Catching a Moment - Bit by the Ice
WORLDWIDE | Sunday, 7 April 2013 | Views [271] | Scholarship Entry
Nearly immobilized by four layers of clothes topped with an apple-red "expedition weight" parka, I sat strapped into the nylon-webbing seat, knees jammed against those of the 6-foot guy opposite me, trying to pop my ears on the descent. For lack of windows, we both stared alternately at each other's widening eyes peeking out of scarves and balaclavas, and the wide red stripe painted vertically down the left side of the cabin—marking where the inboard propeller would slice through the aircraft if it separated from the engine during the landing.
Until that moment, Antarctica had been an abstraction; the call of a remote continent and an adventure to chase. But now, as the giant skis lowered below me, and the aircraft flaps groaned into position, the happy buzz of passengers trading tales of past trips and blustering with the bravado of one-upping each other's war stories fell into tense silence.
The slow descent ended in a bruising, rattling slam to Earth accompanied by a scream of turboprops.

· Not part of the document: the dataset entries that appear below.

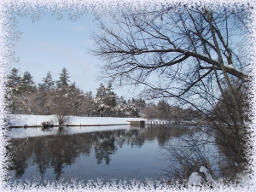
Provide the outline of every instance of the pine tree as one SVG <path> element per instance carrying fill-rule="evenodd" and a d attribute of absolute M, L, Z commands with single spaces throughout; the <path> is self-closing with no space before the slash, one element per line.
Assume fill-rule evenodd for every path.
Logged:
<path fill-rule="evenodd" d="M 96 90 L 97 90 L 97 93 L 96 93 L 97 99 L 100 99 L 100 100 L 103 99 L 107 95 L 105 86 L 101 83 L 100 87 Z"/>
<path fill-rule="evenodd" d="M 35 84 L 32 76 L 30 74 L 29 72 L 25 72 L 23 74 L 23 78 L 20 80 L 20 90 L 21 92 L 28 91 L 28 92 L 34 92 L 36 91 L 36 88 L 33 86 Z"/>
<path fill-rule="evenodd" d="M 17 92 L 19 90 L 19 87 L 20 86 L 21 78 L 18 74 L 19 69 L 13 68 L 9 75 L 7 76 L 7 84 L 6 86 L 9 88 L 9 91 Z"/>
<path fill-rule="evenodd" d="M 51 77 L 50 72 L 47 73 L 46 78 L 43 79 L 43 84 L 38 84 L 38 90 L 49 91 L 53 89 L 55 85 L 55 81 Z"/>
<path fill-rule="evenodd" d="M 67 73 L 67 71 L 65 67 L 63 67 L 61 73 L 60 73 L 60 80 L 57 81 L 57 86 L 58 88 L 61 88 L 62 90 L 66 90 L 68 87 L 68 83 L 70 82 L 69 79 L 69 73 Z"/>

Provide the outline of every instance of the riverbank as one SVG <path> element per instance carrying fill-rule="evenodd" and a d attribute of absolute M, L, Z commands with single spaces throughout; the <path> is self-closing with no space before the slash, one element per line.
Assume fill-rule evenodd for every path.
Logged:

Seconds later, the aft cargo ramp was lowered and the hold-downs loosened, sending a one-ton pallet of cargo freight-training out of our midst into the fog of white and cold as the C-130 taxied on chattering skis. The slap-like jolt of –52 ºF wind blew any poetic musings of our arrival on the Frozen Continent out of heads buried deep in the fur ruff of our hoods.
I climbed down from the plane into swirling rivulets of ice fog hugging the runway made of 8-foot-thick sea ice. My eyes watered in pain as a scarf slipped from my face and the raw cold air hit my nose and threatened to frost my lungs. A shallow crust of snow crunched loudly under my oversize arctic boots as I took a few shell-shocked steps. To the right, a 30-foot wall of ice marked the Ross Ice Shelf, entryway to the interior of the continent. To the left, a featureless expanse of white and purple and pink sea ice in the low, weak sun of the early austral summer. Ahead, a shimmering snow-covered volcano incongruously puffed gray smoke, hinting at the molten lake at its summit. Surely we'd taken a wrong turn from Earth and arrived on the polar cap of Mars.
Red-coated strangers hurried us into waiting vehicles, but I hung back. I needed to savor this moment; these first steps onto the ice that claimed Scott and made Shackleton a hero. And in that moment, I joined the ranks of polar travelers bitten by both the lure of “The Ice” and the wind that had turned the tip of my nose frostbite white.